One straightforward way to calculate the value of a bond is to estimate the bond's yield given the investments condition such as price, coupon rate, and time to maturity. In Excel, you can calculate a bond's yield perhaps not surprisingly by using the YIELD function. The YIELD function has seven arguments, Settlement Date, Maturity Date, Percent Coupon which is listed here as its rate, Price, Redemption Value, Frequency, and Basis. The Settlement Date is the date that you gain ownership of the security.
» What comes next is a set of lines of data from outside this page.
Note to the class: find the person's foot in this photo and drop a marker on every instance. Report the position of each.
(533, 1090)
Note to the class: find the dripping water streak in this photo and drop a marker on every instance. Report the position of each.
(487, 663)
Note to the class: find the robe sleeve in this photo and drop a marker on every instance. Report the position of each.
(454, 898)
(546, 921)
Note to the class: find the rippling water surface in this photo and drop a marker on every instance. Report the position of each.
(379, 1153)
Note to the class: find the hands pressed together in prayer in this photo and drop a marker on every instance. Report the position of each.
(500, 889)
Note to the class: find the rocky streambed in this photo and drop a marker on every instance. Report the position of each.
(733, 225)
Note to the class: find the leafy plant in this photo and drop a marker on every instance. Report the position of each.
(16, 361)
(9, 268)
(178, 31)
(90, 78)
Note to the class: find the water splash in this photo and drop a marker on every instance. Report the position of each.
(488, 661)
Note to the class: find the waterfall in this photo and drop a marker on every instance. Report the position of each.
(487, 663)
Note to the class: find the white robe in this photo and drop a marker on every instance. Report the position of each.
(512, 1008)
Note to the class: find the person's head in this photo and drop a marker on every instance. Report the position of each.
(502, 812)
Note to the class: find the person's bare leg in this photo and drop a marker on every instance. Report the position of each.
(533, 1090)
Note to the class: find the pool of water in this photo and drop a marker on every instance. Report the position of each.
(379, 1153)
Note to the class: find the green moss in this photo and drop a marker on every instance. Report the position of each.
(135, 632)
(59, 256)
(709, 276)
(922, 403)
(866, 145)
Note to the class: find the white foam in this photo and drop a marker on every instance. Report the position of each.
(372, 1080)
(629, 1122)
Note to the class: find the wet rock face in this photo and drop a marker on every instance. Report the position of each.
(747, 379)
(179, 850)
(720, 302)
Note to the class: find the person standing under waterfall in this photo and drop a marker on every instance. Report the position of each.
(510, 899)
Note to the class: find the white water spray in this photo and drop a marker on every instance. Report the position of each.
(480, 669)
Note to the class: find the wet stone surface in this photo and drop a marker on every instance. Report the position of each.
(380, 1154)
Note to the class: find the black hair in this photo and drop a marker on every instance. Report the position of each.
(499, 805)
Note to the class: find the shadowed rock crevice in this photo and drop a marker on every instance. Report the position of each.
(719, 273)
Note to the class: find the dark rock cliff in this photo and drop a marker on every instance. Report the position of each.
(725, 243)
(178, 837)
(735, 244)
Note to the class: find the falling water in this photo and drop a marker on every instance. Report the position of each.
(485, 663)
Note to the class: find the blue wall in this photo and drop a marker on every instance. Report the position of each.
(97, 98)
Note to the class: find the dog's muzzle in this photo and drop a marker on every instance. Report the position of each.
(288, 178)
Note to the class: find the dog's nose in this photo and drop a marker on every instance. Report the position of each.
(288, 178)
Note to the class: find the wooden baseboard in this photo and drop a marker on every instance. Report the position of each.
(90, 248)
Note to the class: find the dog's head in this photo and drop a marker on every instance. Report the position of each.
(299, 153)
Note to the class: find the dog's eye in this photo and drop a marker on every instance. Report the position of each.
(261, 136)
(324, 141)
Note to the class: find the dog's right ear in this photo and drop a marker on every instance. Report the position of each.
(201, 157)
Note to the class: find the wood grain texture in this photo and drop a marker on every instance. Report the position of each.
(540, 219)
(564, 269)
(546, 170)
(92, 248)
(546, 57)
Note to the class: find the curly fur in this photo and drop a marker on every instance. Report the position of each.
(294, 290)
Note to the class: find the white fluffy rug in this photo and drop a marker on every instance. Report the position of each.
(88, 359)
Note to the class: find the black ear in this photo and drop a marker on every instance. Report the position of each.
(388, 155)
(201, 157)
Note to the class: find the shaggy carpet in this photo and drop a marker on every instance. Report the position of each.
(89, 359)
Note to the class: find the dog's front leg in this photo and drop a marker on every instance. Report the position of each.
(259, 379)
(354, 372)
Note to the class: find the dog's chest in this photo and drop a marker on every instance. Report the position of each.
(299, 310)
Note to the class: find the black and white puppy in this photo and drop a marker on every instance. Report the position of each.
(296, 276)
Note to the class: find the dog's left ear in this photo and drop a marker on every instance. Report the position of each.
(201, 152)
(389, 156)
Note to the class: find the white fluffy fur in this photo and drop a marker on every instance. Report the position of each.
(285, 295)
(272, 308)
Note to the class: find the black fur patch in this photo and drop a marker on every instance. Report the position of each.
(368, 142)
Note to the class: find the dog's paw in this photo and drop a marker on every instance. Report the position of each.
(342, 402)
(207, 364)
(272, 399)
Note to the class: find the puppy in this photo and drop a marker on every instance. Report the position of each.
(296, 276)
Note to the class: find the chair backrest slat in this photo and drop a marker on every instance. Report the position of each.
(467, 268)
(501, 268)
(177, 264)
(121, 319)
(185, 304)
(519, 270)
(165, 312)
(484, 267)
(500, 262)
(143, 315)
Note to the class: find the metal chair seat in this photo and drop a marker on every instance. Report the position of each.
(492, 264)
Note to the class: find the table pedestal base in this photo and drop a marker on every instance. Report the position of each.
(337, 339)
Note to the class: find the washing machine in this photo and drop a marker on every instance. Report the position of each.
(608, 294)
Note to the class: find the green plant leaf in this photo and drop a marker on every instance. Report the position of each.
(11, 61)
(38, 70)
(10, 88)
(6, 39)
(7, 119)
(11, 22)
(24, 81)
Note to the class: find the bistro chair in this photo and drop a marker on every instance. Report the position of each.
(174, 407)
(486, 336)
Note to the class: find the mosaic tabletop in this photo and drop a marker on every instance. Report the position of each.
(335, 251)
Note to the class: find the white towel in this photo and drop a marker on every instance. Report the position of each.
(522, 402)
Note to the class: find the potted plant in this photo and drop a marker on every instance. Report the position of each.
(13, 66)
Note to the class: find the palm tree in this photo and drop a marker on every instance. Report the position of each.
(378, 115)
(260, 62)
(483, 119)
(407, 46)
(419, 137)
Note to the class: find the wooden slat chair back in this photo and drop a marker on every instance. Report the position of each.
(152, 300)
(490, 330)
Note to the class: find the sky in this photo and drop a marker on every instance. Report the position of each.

That date will probably be different from the bond's issuance date, which is the date the bond is made available for sale. The Maturity Date is the date the bond will be paid off. Percent Coupon is the bond's interest rate. Price is the amount you paid for $100 of face value. Redemption is the bond's redemption value for $100 of face value that's most commonly $100. Frequency is the number of interest or coupon payments per year. Finally, Basis reflects the way the investment counts the days of year. The western calendar can have days of 28, 29, 30, or 31 days and years of either 365 or 366 days.
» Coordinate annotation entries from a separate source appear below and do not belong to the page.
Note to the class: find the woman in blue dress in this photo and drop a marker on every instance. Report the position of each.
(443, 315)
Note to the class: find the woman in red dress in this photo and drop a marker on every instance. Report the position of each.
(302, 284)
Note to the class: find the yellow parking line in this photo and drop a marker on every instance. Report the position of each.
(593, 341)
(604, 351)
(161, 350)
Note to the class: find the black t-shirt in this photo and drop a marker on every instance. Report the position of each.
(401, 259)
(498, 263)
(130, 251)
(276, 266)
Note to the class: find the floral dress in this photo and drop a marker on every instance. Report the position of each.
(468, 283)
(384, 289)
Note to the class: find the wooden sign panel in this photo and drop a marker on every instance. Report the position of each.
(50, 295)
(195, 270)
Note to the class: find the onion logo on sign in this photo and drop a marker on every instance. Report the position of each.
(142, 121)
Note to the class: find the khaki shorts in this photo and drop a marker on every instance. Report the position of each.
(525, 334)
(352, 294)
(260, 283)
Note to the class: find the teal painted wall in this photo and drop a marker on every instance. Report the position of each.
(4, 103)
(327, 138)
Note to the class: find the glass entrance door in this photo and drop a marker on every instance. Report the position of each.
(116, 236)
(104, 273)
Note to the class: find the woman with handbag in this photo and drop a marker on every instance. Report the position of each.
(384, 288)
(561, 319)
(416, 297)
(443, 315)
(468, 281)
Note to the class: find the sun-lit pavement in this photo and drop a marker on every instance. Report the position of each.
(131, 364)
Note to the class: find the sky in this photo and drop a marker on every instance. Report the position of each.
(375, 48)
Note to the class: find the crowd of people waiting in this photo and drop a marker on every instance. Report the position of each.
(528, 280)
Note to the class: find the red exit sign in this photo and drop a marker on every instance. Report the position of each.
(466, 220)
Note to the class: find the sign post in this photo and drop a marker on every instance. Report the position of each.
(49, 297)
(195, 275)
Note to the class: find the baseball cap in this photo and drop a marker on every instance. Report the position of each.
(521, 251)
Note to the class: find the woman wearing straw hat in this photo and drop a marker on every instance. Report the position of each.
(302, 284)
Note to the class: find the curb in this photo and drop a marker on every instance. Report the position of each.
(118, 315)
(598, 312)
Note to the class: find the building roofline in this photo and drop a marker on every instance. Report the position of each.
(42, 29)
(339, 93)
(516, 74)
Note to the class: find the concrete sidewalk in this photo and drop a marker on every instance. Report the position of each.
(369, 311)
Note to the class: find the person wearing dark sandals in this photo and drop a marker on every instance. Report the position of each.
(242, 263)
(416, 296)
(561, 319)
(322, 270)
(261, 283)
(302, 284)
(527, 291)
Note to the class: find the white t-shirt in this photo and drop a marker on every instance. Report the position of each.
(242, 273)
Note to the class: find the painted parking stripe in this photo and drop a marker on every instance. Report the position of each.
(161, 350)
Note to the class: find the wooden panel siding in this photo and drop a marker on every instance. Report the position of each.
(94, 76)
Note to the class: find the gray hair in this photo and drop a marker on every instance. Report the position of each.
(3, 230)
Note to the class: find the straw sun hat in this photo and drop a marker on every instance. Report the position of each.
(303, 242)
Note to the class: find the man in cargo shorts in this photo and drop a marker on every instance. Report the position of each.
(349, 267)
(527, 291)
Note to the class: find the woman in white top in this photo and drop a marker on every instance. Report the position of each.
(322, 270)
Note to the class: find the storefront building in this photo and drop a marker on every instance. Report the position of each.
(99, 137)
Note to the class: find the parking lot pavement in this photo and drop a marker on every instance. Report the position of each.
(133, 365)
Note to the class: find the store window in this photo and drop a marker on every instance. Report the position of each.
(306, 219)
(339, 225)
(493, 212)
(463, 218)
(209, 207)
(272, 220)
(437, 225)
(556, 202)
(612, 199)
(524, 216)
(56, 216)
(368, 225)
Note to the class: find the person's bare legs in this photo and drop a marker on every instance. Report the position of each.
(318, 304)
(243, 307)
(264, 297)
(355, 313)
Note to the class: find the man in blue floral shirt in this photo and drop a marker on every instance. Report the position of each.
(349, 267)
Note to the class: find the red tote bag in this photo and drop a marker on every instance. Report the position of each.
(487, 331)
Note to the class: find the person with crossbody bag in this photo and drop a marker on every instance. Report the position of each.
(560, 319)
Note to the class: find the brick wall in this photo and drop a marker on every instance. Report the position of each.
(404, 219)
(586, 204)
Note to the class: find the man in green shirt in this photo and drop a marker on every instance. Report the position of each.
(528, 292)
So many investments base their calculations on a year that is presumed to have 12 months of 30 days each for a 360 day year. The Excel help system describes the other options available including the European 3360 systems, which is slightly different from the US system. So to complete the formula using the values that we find in the Yield worksheet. The Settlement Date is in cell B3, Maturity Date is in cell B4, Percent Coupon is in cell B5, the Price is in cell B6.
The Redemption Value is in cell B7, Frequency is in cell B8 and the Basis, which will add but we don't have to, it's an optional argument and we are using the default of 0, but we'll just complete the formula, is in B9. Close the parenthesis and you see that this bond has an annual Yield of 4.88%. The YIELD function provides a simplified look at bonds. The function assumes the bond's interest rate stays constant, which almost never happens, that you reinvest your bond interest and that there are no delays in getting paid when the bond matures.
Even so the YIELD function provides a good first look at a bond's potential value.